Version information is set on the eval.yaml in the associated eval folder:

title: 'MASK: Disentangling Honesty from Accuracy in AI Systems'
description: |
  Evaluates honesty in large language models by testing whether they contradict their own beliefs when pressured to lie.
arxiv: https://arxiv.org/abs/2503.03750
group: Safeguards
contributors:
- 'Scott-Simmons'
version: "2-A"
tasks:
- name: mask
  dataset_samples: 1000

When to bump the task version

Bump N when

A task changes in a way that breaks fair evaluation comparisons between versions of that task.

Bump X when

A task’s interface changes in a way that could break compatibility with users’ workflows.

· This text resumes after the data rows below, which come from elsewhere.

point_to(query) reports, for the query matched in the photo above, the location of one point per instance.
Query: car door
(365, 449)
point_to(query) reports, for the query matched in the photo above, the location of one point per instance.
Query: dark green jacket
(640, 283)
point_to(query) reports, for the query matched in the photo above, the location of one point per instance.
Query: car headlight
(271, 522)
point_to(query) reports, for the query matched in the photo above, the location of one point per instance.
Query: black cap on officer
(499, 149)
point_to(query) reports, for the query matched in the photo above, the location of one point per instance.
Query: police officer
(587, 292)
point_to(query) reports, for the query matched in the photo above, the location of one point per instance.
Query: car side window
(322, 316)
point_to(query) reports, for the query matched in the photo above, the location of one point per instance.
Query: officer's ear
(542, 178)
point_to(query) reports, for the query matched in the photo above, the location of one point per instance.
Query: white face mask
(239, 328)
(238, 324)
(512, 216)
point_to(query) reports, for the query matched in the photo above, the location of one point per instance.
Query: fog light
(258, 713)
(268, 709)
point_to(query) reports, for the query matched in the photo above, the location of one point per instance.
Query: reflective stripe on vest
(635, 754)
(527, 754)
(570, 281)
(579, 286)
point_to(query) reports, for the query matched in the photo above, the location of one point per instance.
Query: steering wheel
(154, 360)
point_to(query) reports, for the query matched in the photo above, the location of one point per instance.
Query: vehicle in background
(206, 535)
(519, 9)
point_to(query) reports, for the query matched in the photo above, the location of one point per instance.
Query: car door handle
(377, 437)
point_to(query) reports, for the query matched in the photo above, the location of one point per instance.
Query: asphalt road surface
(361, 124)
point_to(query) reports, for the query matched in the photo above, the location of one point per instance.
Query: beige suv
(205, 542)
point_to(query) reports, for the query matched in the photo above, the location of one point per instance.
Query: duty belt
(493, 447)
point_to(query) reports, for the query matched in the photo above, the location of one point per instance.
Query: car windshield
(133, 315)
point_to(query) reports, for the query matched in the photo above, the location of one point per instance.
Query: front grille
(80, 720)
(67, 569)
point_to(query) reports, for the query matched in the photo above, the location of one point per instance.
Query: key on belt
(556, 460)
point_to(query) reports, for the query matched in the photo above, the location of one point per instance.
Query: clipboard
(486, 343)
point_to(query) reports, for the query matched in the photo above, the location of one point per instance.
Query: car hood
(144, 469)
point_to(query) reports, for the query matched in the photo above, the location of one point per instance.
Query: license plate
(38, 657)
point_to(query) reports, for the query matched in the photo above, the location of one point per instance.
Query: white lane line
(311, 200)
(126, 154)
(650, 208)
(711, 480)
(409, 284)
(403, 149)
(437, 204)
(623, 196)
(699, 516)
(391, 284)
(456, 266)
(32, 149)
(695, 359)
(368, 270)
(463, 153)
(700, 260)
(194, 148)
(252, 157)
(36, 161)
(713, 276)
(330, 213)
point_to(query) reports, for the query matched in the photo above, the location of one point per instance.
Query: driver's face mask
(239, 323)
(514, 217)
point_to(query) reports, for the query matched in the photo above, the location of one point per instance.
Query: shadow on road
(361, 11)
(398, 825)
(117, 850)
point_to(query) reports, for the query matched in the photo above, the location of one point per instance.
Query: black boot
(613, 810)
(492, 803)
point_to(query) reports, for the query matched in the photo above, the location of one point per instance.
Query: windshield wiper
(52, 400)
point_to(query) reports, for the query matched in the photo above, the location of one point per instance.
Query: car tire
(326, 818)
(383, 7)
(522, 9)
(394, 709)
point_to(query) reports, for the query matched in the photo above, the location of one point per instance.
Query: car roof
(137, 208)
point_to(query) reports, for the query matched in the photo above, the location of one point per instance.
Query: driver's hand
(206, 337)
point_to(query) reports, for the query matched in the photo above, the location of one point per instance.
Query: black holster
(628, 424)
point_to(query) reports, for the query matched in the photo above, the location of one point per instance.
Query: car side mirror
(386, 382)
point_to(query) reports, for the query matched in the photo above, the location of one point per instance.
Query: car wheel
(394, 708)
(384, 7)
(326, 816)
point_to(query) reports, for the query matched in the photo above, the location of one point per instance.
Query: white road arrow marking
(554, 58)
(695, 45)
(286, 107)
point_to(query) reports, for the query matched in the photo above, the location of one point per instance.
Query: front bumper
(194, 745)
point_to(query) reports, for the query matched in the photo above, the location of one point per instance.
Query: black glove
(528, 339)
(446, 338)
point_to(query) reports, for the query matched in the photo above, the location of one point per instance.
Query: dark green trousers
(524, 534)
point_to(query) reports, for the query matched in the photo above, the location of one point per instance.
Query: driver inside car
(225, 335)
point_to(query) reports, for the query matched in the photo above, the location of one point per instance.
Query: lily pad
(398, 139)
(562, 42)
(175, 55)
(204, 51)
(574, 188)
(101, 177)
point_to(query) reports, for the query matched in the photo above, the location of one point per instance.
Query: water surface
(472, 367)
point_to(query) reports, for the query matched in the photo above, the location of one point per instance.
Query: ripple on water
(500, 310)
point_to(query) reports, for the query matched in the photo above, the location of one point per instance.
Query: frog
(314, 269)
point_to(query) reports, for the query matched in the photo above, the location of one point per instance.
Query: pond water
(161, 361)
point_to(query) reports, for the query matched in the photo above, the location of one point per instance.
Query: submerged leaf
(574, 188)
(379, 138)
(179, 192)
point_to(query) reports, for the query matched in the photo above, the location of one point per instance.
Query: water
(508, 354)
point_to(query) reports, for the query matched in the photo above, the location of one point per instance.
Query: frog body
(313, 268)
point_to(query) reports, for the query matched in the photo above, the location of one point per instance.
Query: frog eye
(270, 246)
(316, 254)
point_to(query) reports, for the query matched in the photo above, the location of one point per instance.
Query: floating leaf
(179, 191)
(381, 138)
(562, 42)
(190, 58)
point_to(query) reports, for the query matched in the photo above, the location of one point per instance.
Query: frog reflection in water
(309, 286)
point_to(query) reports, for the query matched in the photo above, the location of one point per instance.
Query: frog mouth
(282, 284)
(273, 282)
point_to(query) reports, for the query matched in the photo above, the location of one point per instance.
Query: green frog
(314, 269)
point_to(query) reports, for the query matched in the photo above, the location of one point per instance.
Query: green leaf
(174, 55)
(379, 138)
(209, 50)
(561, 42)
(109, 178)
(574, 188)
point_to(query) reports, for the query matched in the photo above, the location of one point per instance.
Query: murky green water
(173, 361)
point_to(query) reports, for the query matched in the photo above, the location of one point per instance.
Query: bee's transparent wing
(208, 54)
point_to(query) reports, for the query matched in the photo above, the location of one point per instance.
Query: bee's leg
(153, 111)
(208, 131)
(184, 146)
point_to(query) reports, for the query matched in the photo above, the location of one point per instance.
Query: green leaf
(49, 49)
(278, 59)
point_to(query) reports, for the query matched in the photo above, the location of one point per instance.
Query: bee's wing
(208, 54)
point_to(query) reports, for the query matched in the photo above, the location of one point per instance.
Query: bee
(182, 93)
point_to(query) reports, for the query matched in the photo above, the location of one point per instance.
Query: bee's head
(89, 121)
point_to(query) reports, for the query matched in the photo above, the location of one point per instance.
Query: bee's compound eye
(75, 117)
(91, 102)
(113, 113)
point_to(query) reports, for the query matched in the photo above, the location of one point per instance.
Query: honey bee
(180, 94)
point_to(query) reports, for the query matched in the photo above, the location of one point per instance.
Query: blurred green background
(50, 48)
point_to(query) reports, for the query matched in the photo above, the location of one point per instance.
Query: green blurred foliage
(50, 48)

Examples of when to bump the task version

N –> N+1: Changes to a Task’s comparability

Bump a task version whenever a change could make results non-comparable for the same model across versions, e.g. 3-D goes to 4-D.

Examples include:

  • Bug fixes that affect evaluation results
  • Changes to scoring logic
  • Dataset changes
  • Parameter changes that influence model behavior or scoring
  • Prompt or template changes

X –> Y (next letter): Incompatible changes to a Task’s interface

Backward or forward-incompatible Task interface changes require a version bump, e.g. 3-D goes to 3-E.

Backward-incompatible change

Changes that break existing invocations.

Before:

@task
def example_task(
    max_toks: int,
    ...,
) -> Task:
    ...

After:

@task
def example_task(
    max_tokens: int,
    ...,
) -> Task:
    ...

A version bump is required because old invocations using max_toks will fail after the change is applied.

Forward-incompatible change

Changes that old versions cannot express.

Before:

@task
def example_task(
    ...,
) -> Task:
    dataset = get_dataset(shuffle=False)
    ...

After:

@task
def example_task(
    ...,
    shuffle: bool = False,
) -> Task:
    dataset = get_dataset(shuffle=shuffle)
    ...

A version bump is required because old versions would fail when explicitly invoked with the shuffle parameter (i.e. -T shuffle=… will fail).

Bumping the Changelog

Once an eval task has a version bump, the associated README requires a changelog that tracks increments in task versions. Example.

If the changelog section already exists, add an entry for the new version.

Evals with > 1 task

Evals can sometimes be associated with multiple tasks, such as fortress (task 1: fortress_adversarial; task 2: fortress_benign).

They share a single changelog, i.e. version bumps are applied together. Example.